DOWNEY — Mayor Bob Davila lost his bid for reelection Tuesday night to Roy Paul, but the defeated councilman remained a maverick to the end.
Sitting in his den after a telephone call brought news of his defeat, Davila expressed regret that he never got a chance to change the name of Firestone Boulevard to Ronald Reagan Boulevard.
"I wanted to do something that would put Downey on the map," he said. "That is the first thing I would have pushed through if I was elected, but I guess now we'll never see that happen."
Indeed, Davila, 58, who had described himself as a spokesman for the people, gathered just 44% of the vote to Paul's 56% in District 2. Nearly 51% of the district's 9,720 voters cast ballots in the race.
Paul said he had expected to win.
"I expected a much wider margin of victory considering the responses I got from people who said they were frustrated with not being represented when I went door-to-door," Paul said Tuesday night at his crowded campaign headquarters on Imperial Highway. "But I feel pretty good about it."
Council Members Backed Challenger
Paul, 36, clearly had the support of council members Diane Boggs, Robert Cormack and Randy Barb, who publicly supported him throughout the campaign and were at his campaign headquarters on election night.
"Having just witnessed the filthiest election in Downey, and I have been here since 1953, I must say I was disappointed in the low quality of the campaign," Boggs said of Davila's campaign.
"We have never had a candidate put out such deceptive campaign literature," Cormack said. " I'm not sure it changed the election dramatically, but I think it might have backfired. I think Mr. Davila is a nice guy, but again I think somebody steered him wrong."
Last weekend, Davila's campaign committee, Friends of Bob Davila, sent out a flyer saying that Paul, a lawyer who specializes in divorce cases, is a criminal attorney with strong gambling interests. It also stated that Paul, who was a Democrat, recently became a Republican.
Paul said that he changed his party affiliation because of "philosophical differences," but denies that he is a criminal attorney or that he is a strong supporter of gambling.
Another Davila mailer that caused an uproar in the Paul campaign was a flyer with a White House return address that implied that President Reagan endorsed Davila for City Council. The mailer includ ed a letter from Reagan thanking Davila for his support.
Davila admits he did not get an endorsement from the President, but he denied running a dirty campaign.
"Not everyone gets a letter from the President, so why shouldn't I be proud of it and want to show it around?" Davila asked.

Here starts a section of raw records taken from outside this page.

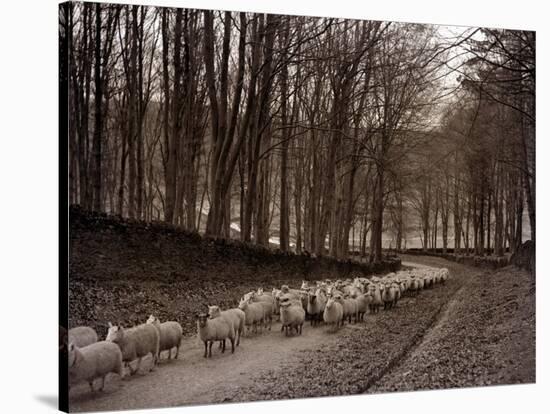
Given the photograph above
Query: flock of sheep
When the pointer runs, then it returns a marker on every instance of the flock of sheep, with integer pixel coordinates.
(331, 302)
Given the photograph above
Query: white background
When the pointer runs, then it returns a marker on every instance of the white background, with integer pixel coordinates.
(29, 189)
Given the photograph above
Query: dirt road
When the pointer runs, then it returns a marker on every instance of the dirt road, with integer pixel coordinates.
(434, 340)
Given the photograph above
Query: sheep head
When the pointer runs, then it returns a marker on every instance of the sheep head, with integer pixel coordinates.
(202, 319)
(115, 333)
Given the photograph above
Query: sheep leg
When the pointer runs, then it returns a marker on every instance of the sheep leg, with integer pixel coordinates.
(138, 365)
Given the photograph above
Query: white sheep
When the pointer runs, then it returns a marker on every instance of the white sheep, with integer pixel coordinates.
(363, 303)
(444, 274)
(333, 314)
(268, 303)
(235, 316)
(135, 343)
(388, 296)
(212, 330)
(316, 306)
(254, 314)
(293, 316)
(82, 336)
(350, 307)
(171, 334)
(376, 293)
(94, 361)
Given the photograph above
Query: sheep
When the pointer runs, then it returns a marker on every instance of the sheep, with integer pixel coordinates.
(374, 290)
(396, 292)
(94, 361)
(388, 296)
(292, 316)
(254, 314)
(316, 306)
(268, 303)
(333, 314)
(211, 330)
(171, 334)
(444, 274)
(295, 294)
(350, 307)
(363, 303)
(135, 343)
(236, 316)
(82, 336)
(414, 286)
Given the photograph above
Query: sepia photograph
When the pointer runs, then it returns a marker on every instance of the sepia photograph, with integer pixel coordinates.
(272, 206)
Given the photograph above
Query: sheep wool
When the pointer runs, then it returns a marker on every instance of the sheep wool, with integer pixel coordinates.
(254, 314)
(136, 342)
(82, 336)
(212, 330)
(333, 314)
(292, 317)
(94, 361)
(171, 334)
(234, 316)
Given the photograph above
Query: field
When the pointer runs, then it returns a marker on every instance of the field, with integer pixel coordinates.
(477, 329)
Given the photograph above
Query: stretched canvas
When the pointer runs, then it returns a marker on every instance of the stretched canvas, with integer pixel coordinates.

"The tactics that Roy used, like blaming me because I went out and got a professional (campaign) consultant, now that's dirty politics."
Now that he has won the post, Paul said that he wants to improve communication between the council and the district.

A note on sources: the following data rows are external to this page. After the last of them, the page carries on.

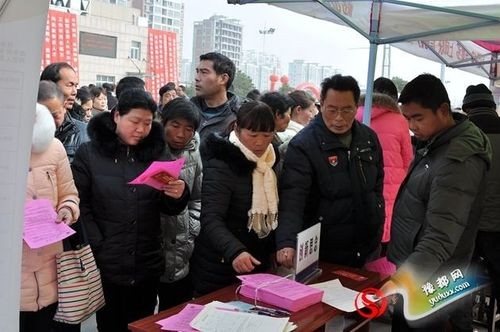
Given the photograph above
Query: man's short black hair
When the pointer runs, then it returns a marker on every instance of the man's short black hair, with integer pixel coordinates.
(48, 90)
(222, 65)
(425, 90)
(340, 83)
(53, 71)
(129, 82)
(135, 98)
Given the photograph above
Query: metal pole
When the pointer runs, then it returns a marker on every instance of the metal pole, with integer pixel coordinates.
(369, 83)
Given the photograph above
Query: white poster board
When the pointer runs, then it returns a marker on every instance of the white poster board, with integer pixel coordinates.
(22, 31)
(307, 253)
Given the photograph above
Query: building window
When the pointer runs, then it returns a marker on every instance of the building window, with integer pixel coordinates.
(100, 79)
(135, 50)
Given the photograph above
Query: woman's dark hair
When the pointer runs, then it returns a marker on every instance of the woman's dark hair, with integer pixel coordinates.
(253, 94)
(135, 98)
(180, 108)
(279, 103)
(386, 86)
(255, 116)
(300, 98)
(83, 95)
(97, 91)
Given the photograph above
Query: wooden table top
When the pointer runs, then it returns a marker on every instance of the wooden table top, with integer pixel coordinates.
(308, 319)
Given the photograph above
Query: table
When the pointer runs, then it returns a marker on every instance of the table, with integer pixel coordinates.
(309, 319)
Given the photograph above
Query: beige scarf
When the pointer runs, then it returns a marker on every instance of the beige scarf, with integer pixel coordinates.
(263, 216)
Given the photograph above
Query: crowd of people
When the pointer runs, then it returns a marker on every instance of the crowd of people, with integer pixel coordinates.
(258, 170)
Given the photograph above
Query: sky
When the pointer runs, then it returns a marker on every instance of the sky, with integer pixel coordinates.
(301, 37)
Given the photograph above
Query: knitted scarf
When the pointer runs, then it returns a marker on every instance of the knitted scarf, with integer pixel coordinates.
(263, 215)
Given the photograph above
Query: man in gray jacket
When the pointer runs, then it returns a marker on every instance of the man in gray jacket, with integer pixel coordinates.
(436, 213)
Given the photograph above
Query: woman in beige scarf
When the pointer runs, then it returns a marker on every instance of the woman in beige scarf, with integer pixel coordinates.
(239, 201)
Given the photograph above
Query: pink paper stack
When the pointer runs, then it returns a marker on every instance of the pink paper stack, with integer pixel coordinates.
(278, 291)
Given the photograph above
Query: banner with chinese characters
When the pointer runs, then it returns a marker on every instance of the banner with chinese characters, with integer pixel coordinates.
(162, 60)
(60, 43)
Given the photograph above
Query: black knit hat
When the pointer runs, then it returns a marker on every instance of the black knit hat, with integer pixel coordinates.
(478, 96)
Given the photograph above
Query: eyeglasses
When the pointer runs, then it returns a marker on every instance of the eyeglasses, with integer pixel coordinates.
(343, 111)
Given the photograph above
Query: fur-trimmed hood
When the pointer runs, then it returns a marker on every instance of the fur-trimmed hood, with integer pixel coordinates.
(43, 129)
(381, 104)
(102, 133)
(217, 147)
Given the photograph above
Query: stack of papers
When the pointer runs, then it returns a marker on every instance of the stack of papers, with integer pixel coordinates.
(340, 297)
(279, 291)
(221, 317)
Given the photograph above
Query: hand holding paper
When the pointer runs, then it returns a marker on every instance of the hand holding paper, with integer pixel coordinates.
(160, 174)
(245, 263)
(40, 227)
(174, 188)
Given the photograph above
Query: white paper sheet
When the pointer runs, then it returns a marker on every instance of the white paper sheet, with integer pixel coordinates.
(22, 30)
(212, 319)
(338, 296)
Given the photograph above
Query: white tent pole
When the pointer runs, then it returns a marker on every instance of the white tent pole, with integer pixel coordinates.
(369, 83)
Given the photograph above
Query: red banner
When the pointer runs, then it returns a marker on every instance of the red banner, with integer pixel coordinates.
(162, 60)
(60, 39)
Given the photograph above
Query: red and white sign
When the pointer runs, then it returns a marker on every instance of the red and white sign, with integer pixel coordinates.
(60, 43)
(162, 60)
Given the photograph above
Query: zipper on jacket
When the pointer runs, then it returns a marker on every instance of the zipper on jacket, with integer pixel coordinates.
(52, 184)
(361, 169)
(37, 291)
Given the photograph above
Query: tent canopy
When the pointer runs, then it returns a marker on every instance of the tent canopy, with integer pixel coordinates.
(443, 32)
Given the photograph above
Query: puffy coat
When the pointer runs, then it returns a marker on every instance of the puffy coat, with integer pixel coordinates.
(122, 220)
(324, 181)
(489, 122)
(436, 214)
(49, 177)
(226, 200)
(394, 135)
(179, 232)
(221, 122)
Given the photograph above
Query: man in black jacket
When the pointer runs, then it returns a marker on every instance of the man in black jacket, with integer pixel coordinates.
(333, 174)
(71, 132)
(214, 76)
(480, 106)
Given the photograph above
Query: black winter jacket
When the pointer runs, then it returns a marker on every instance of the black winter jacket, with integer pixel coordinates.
(219, 123)
(226, 200)
(122, 220)
(436, 213)
(72, 134)
(324, 181)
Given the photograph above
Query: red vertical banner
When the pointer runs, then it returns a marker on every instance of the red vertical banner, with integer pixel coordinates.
(162, 60)
(61, 35)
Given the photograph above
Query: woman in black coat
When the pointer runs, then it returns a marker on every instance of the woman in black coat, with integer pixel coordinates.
(123, 220)
(239, 201)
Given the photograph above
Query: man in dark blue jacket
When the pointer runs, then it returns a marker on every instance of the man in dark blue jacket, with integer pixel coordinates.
(333, 174)
(214, 75)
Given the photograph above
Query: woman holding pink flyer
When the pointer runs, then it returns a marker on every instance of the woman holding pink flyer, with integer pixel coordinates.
(239, 201)
(122, 219)
(49, 180)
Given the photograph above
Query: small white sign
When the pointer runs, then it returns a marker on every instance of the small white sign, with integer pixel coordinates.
(307, 251)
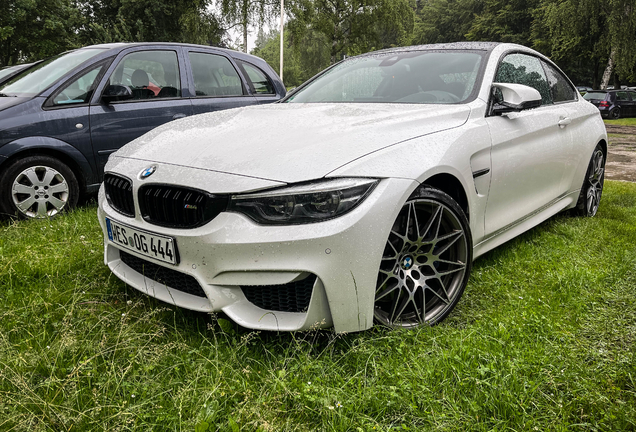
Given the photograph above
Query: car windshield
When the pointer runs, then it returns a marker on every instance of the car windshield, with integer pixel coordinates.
(416, 77)
(594, 95)
(7, 71)
(38, 78)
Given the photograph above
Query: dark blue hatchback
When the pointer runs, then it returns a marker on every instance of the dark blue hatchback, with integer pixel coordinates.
(62, 118)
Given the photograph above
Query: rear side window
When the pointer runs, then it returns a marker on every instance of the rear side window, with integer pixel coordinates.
(594, 96)
(149, 74)
(214, 75)
(623, 96)
(527, 70)
(258, 80)
(560, 88)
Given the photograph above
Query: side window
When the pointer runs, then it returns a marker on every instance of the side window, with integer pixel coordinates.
(149, 74)
(526, 70)
(214, 75)
(560, 88)
(622, 96)
(258, 79)
(79, 90)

"The first thing I intend to do is set up district meetings every few months to open the lines of communication between District 2 and the City Council," Paul said. "You should never have a person come to a council meeting with 500 signatures when you could have intercepted the problem through open communication."
But Paul Sarvis, president of the 50-member Downey CAREs (Downey Citizens Against Redevelopment Excesses) which endorsed Davila, was guarded in reacting to Paul's victory.
"Roy Paul has expressed a willingness to work with Downey CAREs and we plan to take him up on it," Sarvis said at Davila's home. "Even though Paul has taken great pains to show he is for sensible redevelopment, we are not optimistic."
Neither candidate ever clearly staked out his stand on redevelopment in the Firestone corridor, which had sparked lawsuits from Downey CAREs. In general, though, Paul had said he supported careful use of redevelopment; Davila had said he supported redevelopment but opposed using eminent domain powers to take private property from unwilling owners for the sake of redevelopment.
Cormack said redevelopment has a better chance of prospering with Paul in the District 2 seat.
"This will certainly help our redevelopment, and redevelopment is extremely important to Downey," Cormack said. "Roy Paul will be a real asset. Bob Davila said he supported it (redevelopment) but he consistently voted against it."
Easy Transition Seen
When asked what qualities Paul would bring to his office, Boggs replied: "Intelligence. That is the most important thing, also education and experience. Add to that the fact he has been watching Downey City Council meetings for the past two years, I think he will just slip right in."
While supporters crowded into Paul's headquarters located above a music store, Davila and about a dozen family members and friends sat around a television set drinking beer and waiting for the results.